Costello followed Kate and Anna McGarrigle’s performance of “Ommie Wise,” with a sequel he penned, “Ommie Wise, pt. 2 (What Lewis Did Last).” He introduces it explaining that John Lewis going free seems “unsatisfying.”
There are quite a few interesting elements to this piece, the lyrics to which can be found here. Instead of a folk dialogue, the song is mostly a first-person confession, his testimony, bookended by a bit of third-person framing that highlights his cowardice (perhaps) and desperation. Costello’s performance can be found as the latter half of these two links:
(Steve Earle makes a few interesting comments at the conclusion of Costello’s performance.)
Ommie Wise — Elvis Costello (Spotify)
In addition to following the basic outlines of the tune, Costello paints a portrait of Lewis’s conscience that seems to me to ring at least mostly true to how such guilt or haunting would have been described in an early 19th century context. Even with Costello’s distinctive style of delivery, I’d say the sequel here remains pretty faithful to the source.
However haunted, Lewis’s lack of full repentance leaks through his confession. In the end, Omie gets justice through the resolution denied to Lewis. Although some of the versions of the original ballad include Lewis’s confession and his expectation of being executed, none of them go so far as to depict execution or justice being done–which is understandable given the facts of the real case.
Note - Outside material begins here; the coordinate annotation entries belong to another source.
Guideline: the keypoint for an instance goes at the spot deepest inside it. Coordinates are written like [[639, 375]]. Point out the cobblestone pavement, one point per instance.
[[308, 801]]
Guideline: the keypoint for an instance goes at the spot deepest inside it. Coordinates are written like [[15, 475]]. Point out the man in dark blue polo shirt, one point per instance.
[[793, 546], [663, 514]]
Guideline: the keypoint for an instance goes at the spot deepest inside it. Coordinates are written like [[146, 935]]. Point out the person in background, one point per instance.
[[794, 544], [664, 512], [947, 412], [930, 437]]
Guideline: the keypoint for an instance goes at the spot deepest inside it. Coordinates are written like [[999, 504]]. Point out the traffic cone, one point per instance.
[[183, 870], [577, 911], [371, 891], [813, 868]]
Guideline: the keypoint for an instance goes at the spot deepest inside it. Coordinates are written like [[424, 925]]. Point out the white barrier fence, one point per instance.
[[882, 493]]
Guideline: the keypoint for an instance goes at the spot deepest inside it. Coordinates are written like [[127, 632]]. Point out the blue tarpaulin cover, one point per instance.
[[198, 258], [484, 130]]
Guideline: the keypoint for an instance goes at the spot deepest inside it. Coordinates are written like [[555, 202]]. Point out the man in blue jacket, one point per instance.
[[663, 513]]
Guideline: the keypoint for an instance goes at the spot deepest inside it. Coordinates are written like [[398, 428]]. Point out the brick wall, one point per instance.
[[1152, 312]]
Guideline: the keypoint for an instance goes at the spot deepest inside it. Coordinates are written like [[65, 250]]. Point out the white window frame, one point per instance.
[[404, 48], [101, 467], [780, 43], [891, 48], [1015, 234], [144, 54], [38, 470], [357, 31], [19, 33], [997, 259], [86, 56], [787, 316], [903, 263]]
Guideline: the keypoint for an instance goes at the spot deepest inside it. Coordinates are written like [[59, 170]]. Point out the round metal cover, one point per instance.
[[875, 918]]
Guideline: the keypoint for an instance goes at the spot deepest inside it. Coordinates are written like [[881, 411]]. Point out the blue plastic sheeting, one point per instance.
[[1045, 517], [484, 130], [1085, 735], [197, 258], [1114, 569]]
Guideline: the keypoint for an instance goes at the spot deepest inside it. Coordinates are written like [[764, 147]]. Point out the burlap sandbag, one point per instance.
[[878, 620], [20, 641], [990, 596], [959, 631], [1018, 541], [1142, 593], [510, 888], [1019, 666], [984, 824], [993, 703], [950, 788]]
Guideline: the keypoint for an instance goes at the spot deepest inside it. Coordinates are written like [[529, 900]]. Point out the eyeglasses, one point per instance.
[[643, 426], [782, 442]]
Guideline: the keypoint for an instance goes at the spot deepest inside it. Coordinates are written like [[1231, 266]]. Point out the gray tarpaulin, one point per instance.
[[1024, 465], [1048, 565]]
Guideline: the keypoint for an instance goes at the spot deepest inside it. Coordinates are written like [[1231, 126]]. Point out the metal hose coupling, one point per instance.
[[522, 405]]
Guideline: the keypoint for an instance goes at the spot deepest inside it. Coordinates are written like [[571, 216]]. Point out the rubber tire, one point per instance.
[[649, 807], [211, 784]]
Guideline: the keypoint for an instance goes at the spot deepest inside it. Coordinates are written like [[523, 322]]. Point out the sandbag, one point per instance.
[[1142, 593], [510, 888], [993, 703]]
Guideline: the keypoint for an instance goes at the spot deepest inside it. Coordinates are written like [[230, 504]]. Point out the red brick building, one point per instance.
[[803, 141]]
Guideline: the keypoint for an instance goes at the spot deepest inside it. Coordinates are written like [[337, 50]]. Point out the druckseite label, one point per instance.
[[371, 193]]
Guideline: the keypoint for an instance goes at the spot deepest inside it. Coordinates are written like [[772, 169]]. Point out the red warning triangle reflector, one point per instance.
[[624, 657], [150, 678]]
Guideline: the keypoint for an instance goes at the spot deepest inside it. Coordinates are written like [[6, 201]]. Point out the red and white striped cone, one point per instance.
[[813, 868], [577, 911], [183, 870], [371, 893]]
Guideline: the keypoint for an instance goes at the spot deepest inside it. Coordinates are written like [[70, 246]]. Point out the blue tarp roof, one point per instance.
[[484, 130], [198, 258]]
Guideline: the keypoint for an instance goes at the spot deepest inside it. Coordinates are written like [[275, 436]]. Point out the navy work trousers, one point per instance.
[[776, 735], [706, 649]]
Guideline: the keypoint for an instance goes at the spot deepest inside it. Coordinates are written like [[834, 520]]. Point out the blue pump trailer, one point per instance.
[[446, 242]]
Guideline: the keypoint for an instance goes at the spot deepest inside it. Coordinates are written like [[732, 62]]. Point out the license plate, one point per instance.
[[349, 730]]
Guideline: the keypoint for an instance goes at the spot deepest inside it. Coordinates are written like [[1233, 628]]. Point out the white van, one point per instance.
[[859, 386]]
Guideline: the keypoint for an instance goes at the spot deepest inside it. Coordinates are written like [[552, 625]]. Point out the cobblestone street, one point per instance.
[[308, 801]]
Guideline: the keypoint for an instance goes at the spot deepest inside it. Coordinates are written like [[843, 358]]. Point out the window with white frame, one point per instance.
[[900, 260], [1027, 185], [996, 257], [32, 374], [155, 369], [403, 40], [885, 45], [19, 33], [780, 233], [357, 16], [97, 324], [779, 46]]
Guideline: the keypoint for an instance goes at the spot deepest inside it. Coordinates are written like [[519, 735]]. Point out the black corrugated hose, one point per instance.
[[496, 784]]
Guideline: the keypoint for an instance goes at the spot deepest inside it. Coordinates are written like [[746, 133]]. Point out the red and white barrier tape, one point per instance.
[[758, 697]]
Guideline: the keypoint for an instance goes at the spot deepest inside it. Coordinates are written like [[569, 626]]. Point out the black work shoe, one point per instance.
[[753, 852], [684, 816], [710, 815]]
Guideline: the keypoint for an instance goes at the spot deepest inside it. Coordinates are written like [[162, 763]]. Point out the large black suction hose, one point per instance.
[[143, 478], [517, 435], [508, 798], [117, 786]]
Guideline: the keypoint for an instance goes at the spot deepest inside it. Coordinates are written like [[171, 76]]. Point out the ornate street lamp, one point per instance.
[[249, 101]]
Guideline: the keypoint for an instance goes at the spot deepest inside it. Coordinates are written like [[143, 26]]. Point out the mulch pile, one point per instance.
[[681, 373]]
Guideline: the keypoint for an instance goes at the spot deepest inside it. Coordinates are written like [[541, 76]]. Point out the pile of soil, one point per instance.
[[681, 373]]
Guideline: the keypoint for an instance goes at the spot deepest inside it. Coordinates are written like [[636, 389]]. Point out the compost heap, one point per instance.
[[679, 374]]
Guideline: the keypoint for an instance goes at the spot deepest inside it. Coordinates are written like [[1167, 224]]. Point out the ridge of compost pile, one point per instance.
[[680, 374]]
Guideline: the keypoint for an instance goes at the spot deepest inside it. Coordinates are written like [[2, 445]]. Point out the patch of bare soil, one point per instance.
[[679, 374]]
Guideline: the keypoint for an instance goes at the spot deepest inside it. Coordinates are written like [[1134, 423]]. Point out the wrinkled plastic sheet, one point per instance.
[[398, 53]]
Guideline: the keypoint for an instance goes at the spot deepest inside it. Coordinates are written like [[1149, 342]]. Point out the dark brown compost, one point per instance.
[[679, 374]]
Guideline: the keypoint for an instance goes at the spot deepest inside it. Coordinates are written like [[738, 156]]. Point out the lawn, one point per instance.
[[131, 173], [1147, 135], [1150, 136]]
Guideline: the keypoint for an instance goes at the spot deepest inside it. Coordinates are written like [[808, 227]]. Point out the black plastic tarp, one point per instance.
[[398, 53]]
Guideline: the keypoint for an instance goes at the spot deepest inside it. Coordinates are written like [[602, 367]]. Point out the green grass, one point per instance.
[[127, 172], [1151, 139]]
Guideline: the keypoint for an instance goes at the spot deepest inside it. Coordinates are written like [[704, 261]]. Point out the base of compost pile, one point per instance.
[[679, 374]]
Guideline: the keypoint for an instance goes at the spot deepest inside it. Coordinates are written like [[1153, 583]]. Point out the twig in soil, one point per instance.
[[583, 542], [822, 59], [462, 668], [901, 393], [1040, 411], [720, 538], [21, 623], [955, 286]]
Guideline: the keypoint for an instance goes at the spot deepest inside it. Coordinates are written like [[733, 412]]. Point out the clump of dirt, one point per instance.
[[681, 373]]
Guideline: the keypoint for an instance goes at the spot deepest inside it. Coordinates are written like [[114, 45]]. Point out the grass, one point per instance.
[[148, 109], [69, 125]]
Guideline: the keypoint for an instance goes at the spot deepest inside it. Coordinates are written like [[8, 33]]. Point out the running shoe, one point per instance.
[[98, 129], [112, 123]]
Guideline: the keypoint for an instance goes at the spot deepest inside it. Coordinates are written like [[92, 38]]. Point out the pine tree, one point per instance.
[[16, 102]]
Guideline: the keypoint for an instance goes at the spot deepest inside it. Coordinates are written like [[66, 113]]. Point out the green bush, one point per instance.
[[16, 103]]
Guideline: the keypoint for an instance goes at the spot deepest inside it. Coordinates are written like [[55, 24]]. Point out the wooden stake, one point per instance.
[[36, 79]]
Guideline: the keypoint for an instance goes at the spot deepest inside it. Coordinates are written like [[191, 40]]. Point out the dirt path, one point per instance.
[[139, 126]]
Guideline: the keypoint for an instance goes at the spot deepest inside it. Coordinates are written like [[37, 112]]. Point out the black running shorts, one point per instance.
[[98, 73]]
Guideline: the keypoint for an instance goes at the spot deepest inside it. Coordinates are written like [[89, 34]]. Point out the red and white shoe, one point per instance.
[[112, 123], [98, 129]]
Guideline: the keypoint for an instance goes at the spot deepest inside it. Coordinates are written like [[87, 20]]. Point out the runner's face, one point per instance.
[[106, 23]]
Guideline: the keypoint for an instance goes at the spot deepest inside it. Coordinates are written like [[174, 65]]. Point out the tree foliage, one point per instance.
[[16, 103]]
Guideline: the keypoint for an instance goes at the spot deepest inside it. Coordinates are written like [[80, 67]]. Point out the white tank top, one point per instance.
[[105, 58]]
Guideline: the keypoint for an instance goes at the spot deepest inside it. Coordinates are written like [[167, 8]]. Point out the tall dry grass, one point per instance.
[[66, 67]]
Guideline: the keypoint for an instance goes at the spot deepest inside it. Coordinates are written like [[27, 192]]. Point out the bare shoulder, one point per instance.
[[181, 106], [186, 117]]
Nevertheless, it is interesting to think about what might drive the singers of the original ballad to leave in the confession or to take it out, and what might inspire Costello or us, in the present day, to address the unresolved matters of the original.
In the end, I don’t think there’s a chance of Costello’s song approaching the power, and staying power, of the source; and it won’t be sung for centuries. In part, I think this is because, despite its faithfulness to the source version, it has more of a personal, novel-like approach to its characters. And, it doesn’t really make sense as a stand-alone song. It does, however, do a remarkably good job of painting around the edges of the story in ways that illuminate both the original and, perhaps, some of our own sensibilities about crime, injustice, and tragedy.